Eh, that’s tough. Reverse slope loss can be tricky.

That’s insurance. The price is spread across all the people who also get it but don’t lose their hearing aid. So, sort of like saying if your car gets smashed, you’re only paying $1200 a year for insurance therefore the car must only cost $1200.

That said, I see what you are saying. Know that there ARE clinics that are leasing out hearing aids. I think they are still hard to find. The benefit of this, of course, is that you are not committed, you can move whenever (likely with a penalty), you can always move to the most advanced device as it comes available. There’s certainly a premium on the pricing structure. Is this something that interests you?

No in the case of your example I would be willing to rent the gear to evaluate or take some lessons first using the gear I’m thinking about buying… Like someone said analogies sometimes fall short.
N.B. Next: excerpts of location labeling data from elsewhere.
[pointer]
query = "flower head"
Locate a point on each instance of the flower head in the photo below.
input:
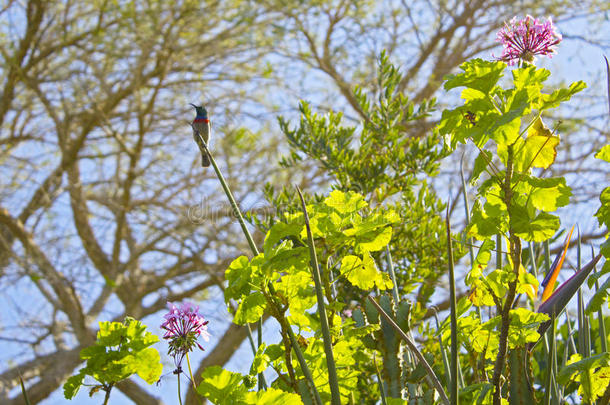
(526, 38)
(183, 325)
I’m not into Kayaking but I bet like mtn biking it can take a lot of practice to improve and of course desire to get better. I have all kinds of desire to hear better but if I’ve got a less optimal HA for me then my desire won’t produce results. Sure I would be willing to pay to rent a HA. But I was happy that my fitter at least let me demo two of them for a time. But I had to pick one with what I thought was very minimal information. You can read the marketing hype and specs all day long and not really learn much. And given the variability of biology, it’s easy to find haters and lovers for all models online. It almost came down to a coin toss in the end. At any rate I’m hoping some fine tuning will improve things for me so they are not going in a drawer or back to Costco…not even close at this point.